Each frequency that needs to be amplified during hearing recovery requires a dynamic filter. The dynamic filter operates with a dynamically varying gain that depends on the dynamically varying input signal level at the filter frequency. For dynamic filters, many basic filter topologies are possible. For example, IIR topology, FIR topology, etc., or combinations thereof. Regardless of the filter type, there is always a direct relationship between the filter bandwidth and the time domain response. The time domain response of a narrower bandwidth filter is poorer than a wider bandwidth filter. As the bandwidth of the filter decreases, more ringing will appear on the filter output. Furthermore, the output response of a narrower bandwidth filter after the transient input signal enters the filter will be more delayed and delayed than a wideband filter. The filter order will also have a similar effect on the time response, with higher order filters producing better stop band attenuation or passband gain but exhibiting poorer time domain behavior.

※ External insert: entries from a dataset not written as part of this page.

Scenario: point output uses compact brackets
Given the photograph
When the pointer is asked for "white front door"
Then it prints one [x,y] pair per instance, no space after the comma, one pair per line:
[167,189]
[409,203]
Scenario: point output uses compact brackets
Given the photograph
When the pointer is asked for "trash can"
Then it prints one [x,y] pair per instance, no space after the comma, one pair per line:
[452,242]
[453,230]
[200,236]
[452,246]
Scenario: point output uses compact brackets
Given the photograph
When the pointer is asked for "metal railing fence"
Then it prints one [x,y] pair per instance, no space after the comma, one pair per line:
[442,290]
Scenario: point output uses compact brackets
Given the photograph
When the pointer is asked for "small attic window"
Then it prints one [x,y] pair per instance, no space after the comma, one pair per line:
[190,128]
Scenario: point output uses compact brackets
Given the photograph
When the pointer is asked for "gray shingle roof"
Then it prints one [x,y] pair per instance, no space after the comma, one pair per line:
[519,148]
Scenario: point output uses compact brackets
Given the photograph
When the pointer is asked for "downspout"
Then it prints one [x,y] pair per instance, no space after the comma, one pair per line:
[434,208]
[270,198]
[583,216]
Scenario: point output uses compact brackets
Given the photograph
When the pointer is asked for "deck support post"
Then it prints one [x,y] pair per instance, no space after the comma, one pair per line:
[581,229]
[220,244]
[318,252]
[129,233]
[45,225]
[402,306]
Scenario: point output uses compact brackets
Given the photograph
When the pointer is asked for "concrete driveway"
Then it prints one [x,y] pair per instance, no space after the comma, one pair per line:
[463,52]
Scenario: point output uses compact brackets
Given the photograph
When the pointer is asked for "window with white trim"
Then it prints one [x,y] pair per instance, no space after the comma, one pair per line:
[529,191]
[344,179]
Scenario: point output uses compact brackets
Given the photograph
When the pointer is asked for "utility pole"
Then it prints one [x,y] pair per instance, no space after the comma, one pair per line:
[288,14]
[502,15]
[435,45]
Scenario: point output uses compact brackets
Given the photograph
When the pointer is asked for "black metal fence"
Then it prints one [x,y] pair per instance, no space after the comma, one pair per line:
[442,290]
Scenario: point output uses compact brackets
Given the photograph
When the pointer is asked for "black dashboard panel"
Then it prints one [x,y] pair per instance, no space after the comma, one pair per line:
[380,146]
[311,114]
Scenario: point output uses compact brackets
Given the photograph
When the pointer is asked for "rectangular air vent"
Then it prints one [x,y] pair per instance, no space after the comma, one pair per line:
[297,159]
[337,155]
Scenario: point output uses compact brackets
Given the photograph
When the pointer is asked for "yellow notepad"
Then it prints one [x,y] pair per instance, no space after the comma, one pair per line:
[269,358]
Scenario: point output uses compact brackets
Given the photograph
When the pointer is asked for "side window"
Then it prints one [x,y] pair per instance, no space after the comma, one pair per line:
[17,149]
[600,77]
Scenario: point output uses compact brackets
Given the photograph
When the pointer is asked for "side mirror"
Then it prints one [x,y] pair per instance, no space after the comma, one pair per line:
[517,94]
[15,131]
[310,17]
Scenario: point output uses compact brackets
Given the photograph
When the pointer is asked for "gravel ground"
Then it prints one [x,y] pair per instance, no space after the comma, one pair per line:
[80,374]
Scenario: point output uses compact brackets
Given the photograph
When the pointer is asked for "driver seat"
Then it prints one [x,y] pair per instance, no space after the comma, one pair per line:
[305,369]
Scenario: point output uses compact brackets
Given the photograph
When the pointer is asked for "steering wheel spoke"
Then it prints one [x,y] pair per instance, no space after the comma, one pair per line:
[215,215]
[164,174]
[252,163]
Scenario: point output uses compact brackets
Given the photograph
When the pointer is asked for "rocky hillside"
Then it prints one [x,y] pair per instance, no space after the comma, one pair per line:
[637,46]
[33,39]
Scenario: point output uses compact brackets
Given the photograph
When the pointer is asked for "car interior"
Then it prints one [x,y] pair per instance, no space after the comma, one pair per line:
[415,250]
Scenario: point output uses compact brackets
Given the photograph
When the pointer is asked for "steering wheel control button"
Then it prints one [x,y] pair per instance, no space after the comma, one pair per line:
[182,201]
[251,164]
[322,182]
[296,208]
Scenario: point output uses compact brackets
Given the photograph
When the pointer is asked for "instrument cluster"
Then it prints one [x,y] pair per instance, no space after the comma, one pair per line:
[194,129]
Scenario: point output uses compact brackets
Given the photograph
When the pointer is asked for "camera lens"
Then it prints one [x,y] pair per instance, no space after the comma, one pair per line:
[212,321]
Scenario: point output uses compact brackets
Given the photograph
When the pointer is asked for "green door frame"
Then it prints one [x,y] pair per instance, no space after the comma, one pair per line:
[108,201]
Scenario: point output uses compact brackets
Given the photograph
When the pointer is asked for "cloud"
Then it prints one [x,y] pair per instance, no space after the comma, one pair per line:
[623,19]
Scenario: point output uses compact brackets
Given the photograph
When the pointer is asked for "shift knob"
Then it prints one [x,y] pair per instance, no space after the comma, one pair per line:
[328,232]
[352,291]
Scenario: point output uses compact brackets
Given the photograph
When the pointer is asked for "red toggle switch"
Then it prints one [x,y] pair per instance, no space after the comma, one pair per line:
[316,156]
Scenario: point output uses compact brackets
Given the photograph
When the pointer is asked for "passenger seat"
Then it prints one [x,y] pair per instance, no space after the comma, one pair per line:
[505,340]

Human hearing is very sensitive to time domain anomalies and filters with significant ringing and slow response times can result in clearly audible sound attenuation. In products and systems intended to improve hearing, sound attenuation is obviously unacceptable and therefore a sufficiently wideband filter is required. If the 1kHz and 2kHz filters discussed previously were sufficiently narrow that each filter contributed only 0.1dB of gain at adjacent frequencies, then their Q value at 6dB gain would have to be about 5.3. This is a high Q value, which after a step in the input signal results in a significant ringing of the filter output exceeding 10ms, and which will significantly audibly degrade the sound quality. Thus, a much lower Q filter is required and a Q filter below 1 performs better, the only significant disadvantage being that the gain contribution of adjacent filters must be compensated.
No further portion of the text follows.